My idea was to place the smaller beads (~1 mm in diameter) all over the top edge of the clothespins. The larger ones are almost like pebbles (~4mm in diameter), there's no way they'll stick together at all. Especially when you are in the situation of having to do all the work in just a few hours.
In this case I therefore had to use hot glue, whose greatest advantage, the almost immediate grip, was however a slight flaw, because gluing these beads properly requires a certain precision; at least in the way I initially tried, that is, letting a few beads fall onto the clothespin from my fingers after placing a little glue.
With this method, I should have gotten there sooner, yes and no only a quarter of the colored pebbles stuck (badly), and the rest ended up everywhere. So I tried it again, this time dipping the glue-covered clothespin into the bead container, and this method actually worked a little better.
However, this way is not magical in itself, and has not been able to solve other problems:
- The beads don't hold much on the sides, where the body of the clothespin becomes thinner... promptly, after enough open-close cycles, they all come off.
- In general, when opening or closing the clip, some pearls will pop off even after the glue has completely dried. In any case, by doing this movement about ten times, you can ensure that those who really have to fall do so at least immediately, avoiding problems later.
Meanwhile, in the frenzy of everything, I had beads going right, left, on the desk, on me, and then on the floor. While doing the opening and closing, some even splashed into the air...
Most of what I lost I found again in the next few days, however, when I walked around my room and felt something crunchy under my slippers. I couldn't find a very small part, obviously, also because in the meantime I vacuumed shortly afterwards.
In the end, after making these 3 for my mother... I almost started wanting some made like this too though! 😅️
So I made at least one more, but this time, having infinite time, I tried with vinyl glue.
I don't know whether the decoration made in this way is water resistant or not, because my vinyl glue is so-called "washable", but I don't know if it can only be washed with water or soap is also needed. I'll avoid having it rain on my head when I wear it, I guess.
< /p>
Despite this potential risky side, I think that using vinyl is still the best choice, for an aesthetic reason: when it dries completely, it becomes totally transparent. Hot glue, on the other hand, remains dense and visible, making the final work look dirty and messy. It's fine when I have to join cardboard or fabrics, but not in this case.
After a few days of use, however, I noticed that the vinyl glue does not stick very well to the rubberized plastic of the clothespin, and it has come off slightly at the edges.

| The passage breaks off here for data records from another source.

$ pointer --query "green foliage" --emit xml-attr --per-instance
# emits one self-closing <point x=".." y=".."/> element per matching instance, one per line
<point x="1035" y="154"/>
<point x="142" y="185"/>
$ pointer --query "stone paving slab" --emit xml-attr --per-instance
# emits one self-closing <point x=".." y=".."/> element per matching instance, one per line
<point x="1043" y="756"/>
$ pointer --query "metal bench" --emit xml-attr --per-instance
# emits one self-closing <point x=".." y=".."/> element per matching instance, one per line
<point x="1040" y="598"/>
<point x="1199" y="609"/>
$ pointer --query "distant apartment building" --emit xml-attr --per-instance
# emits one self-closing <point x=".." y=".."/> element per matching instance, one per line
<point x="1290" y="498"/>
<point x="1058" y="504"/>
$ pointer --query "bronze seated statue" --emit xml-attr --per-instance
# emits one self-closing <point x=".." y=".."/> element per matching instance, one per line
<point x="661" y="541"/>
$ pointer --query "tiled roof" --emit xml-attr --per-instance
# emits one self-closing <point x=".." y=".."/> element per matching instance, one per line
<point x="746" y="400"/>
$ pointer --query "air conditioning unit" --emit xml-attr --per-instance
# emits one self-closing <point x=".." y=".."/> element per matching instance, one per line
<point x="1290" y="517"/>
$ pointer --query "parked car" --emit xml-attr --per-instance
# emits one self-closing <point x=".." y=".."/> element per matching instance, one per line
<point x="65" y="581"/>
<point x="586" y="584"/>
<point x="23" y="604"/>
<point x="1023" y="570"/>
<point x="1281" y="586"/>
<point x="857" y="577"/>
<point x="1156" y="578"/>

Nothing serious, but it should be kept in mind; to solve this, I think it is enough to add a little more glue (vinyl or non-vinyl) which also goes around the side of the clothespin and incorporates it slightly.
< /p>
So, in the end, my mother had a product that was almost not even truly complete, compared to the more refined one that I created just a moment later! 💀️ Her real gift was therefore acting as a beta-tester. I then offered her to rearrange the first three clothespins a little, but she said that, at least those three, she wants to keep them like that, and at most she'll make her some more new ones. Well, I don't know what to say, there are those who prefer to use betas for life, apparently (absolutely not me about Minecraft...).